Variable Star
Variable star
Variable stars are stars that vary in brightness over time. In most cases, these changes occur very slowly over a period of months or even years. In some cases, however, the changes take place in a matter of hours.
The category variable stars encompasses several different types of stars that vary in brightness for entirely different reasons. Examples include red giants, eclipsing binaries, Cepheid variables, and RR Lyrae.
The most common variables, with the longest bright-dim cycles, are red giants. Red giants are stars of average size (like the Sun) in the final stages of life. During the last several million years of its multibillion-year lifetime, a red giant will puff up and shrink many times. It becomes al ternately brighter and dimmer, generally spending about one year in each phase until it completely runs out of fuel to burn.
The apparent variable behavior of a second group of stars, eclips ing binaries, is caused by a very different process. A binary star is a double star system in which two stars orbit each other around a central point of gravity. An eclipsing binary occurs when the plane of a binary's orbit is nearly edgewise to our line of sight (that is, from a viewpoint on Earth). Each star is then eclipsed by the other as they complete their orbits.

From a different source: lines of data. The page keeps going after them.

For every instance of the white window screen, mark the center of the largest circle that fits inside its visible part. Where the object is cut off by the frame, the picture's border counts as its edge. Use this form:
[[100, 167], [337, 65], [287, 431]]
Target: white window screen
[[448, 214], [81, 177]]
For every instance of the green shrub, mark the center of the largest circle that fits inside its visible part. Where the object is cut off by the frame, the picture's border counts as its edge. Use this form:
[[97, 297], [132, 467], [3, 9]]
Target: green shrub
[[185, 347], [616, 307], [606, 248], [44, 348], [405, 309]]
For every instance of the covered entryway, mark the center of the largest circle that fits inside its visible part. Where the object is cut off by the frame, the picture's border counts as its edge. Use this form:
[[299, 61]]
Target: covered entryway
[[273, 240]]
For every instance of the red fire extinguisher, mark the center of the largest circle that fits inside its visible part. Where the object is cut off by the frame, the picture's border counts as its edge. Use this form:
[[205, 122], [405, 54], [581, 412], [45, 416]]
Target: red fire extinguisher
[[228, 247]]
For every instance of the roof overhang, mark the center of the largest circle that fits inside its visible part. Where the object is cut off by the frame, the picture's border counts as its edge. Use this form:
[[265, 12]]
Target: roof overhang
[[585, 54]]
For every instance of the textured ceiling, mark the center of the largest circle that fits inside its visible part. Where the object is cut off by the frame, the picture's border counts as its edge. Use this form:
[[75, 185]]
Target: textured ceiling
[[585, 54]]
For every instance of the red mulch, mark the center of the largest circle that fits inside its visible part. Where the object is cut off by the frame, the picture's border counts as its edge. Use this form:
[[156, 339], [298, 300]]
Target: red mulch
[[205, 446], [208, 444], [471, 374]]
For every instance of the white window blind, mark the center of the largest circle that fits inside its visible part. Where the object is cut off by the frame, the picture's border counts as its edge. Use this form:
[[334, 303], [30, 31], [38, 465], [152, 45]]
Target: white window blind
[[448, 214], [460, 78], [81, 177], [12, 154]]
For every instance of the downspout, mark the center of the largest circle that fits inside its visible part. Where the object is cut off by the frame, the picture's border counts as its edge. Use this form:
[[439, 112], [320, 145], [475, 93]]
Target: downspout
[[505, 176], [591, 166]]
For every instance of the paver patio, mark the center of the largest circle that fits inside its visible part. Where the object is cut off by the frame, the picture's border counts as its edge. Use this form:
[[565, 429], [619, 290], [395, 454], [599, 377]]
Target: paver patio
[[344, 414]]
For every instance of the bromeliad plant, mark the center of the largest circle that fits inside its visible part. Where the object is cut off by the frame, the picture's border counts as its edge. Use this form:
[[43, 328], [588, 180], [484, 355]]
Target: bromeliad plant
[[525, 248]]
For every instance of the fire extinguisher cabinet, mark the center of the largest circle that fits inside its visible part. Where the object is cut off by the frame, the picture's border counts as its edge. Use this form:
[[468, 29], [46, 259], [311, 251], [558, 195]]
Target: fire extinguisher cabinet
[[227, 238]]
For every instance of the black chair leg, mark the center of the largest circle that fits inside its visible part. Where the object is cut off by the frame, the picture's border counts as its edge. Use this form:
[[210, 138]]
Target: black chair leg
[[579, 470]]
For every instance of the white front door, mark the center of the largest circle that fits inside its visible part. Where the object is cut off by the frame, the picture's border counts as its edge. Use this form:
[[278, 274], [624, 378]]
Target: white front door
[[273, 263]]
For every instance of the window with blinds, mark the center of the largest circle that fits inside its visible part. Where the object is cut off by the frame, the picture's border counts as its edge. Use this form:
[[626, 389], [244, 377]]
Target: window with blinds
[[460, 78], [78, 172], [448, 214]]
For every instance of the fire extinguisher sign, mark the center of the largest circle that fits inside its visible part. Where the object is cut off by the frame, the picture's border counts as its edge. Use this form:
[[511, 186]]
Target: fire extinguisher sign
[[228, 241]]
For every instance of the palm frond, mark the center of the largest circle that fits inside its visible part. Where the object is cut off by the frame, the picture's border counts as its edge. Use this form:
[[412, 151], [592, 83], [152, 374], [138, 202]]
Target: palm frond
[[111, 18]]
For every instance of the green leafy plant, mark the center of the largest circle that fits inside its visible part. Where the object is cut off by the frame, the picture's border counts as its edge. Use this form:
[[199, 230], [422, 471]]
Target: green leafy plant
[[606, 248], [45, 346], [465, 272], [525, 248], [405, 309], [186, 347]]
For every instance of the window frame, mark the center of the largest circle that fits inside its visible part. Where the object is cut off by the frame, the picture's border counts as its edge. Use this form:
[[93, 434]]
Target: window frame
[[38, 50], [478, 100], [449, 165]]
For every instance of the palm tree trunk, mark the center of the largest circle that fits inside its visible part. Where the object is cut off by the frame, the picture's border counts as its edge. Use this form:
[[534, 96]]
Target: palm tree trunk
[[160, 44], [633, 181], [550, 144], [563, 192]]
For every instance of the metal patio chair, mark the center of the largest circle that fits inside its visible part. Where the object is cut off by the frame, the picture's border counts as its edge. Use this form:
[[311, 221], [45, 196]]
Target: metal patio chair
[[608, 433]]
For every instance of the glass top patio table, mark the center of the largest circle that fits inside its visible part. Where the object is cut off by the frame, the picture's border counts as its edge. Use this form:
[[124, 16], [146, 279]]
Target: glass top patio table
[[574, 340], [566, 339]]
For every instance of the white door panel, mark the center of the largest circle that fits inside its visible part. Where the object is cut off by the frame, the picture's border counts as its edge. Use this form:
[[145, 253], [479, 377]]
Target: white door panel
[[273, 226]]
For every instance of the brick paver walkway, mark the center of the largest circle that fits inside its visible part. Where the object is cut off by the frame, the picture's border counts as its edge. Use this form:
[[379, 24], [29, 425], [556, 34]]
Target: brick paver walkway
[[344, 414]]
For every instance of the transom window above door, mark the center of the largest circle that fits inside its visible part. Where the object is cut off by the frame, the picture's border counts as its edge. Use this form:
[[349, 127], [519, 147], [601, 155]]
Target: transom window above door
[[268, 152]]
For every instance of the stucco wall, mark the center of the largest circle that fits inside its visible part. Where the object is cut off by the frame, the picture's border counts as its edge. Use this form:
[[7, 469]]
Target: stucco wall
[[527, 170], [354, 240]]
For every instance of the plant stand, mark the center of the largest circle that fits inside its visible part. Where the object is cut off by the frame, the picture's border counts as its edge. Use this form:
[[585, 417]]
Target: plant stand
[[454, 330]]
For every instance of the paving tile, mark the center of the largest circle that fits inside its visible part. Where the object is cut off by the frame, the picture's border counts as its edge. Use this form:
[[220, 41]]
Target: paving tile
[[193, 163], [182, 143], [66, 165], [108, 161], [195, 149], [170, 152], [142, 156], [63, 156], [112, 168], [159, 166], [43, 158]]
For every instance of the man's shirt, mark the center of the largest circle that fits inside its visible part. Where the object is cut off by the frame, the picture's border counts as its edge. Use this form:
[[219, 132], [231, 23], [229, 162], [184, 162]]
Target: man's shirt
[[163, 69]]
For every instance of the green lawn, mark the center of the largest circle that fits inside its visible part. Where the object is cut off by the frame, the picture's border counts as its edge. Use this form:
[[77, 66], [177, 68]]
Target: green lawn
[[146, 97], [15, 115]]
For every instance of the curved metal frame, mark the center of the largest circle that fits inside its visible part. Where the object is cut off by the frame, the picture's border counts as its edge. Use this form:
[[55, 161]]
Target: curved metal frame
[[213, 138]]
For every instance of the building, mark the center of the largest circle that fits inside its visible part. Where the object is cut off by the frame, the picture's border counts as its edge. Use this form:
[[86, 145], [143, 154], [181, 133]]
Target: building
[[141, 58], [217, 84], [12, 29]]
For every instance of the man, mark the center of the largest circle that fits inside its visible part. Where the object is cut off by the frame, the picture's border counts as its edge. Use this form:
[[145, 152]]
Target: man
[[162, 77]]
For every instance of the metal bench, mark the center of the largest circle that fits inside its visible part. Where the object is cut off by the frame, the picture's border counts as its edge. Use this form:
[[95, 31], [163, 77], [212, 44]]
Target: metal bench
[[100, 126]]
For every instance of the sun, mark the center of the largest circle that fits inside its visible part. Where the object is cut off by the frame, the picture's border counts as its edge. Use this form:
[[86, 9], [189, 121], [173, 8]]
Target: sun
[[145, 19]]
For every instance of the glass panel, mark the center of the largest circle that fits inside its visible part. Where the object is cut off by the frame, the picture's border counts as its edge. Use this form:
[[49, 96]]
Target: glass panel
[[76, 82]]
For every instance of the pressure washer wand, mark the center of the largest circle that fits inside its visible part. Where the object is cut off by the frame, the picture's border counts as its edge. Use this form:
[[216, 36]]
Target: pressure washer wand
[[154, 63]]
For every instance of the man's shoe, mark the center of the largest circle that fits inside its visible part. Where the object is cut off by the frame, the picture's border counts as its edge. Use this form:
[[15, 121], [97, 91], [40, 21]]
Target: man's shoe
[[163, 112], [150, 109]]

A special class of variables, discovered by American astronomer Henrietta Swan Leavitt (1868–1921), consists of blinking yellow supergiants called Cepheid (pronounced SEF-ee-id) variables. They are so named because they were first found in the constellation Cepheus. The pulsing of Cepheids seems to be caused by the expansion and contraction of their surface layers. They become brighter (expansion) and dimmer (contraction) on a regular cycle (lasting 3 to 50 days). For this reason, astronomers use Cepheids as a way of measuring distances in space. If two Cepheids have the same cycle of variation, then the brighter one is closer to Earth.
Similar to Cepheids but older are a group of stars known as RR Lyrae stars. They are so named because one of the first stars of this type was discovered in the constellation Lyra. RR Lyrae are usually found in densely packed groups called globular clusters. Because of their age, RR Lyrae stars are relatively dim. They also have very short light variation cycles, lasting usually less than one day.
Two American astronomers have been instrumental in tracking variable stars. Leavitt, in a search of the southern skies in the early 1900s, discovered about 2,400 variable stars. In 1939, Helen Sawyer Hogg (1905–1993) created the first complete listing of the known 1,116 variable stars in the Milky Way galaxy. In 1955, she updated this catalogue, adding 329 new variables, one-third of which she discovered herself.
Words to Know
Cepheids: Pulsating yellow supergiant stars that can be used to measure distance in space.
Eclipsing binaries: Double star system in which the orbital plane is nearly edgewise to a viewpoint on Earth, meaning that each star is eclipsed (partially or totally hidden) by the other as they revolve around a common point of gravity.
Globular clusters: Tight grouping of stars found near the edges of the Milky Way.
Red giants: Stage in which an average-sized star (like the Sun) spends the final 10 percent of its lifetime; its surface temperature drops and its diameter expands to 10 to 1,000 times that of the Sun.
RR Lyrae: A class of giant pulsating stars that have light variation periods of about a day.
Supergiant: Largest and brightest type of star, which has more than fifteen times the mass of the Sun and shines over one million times more brightly.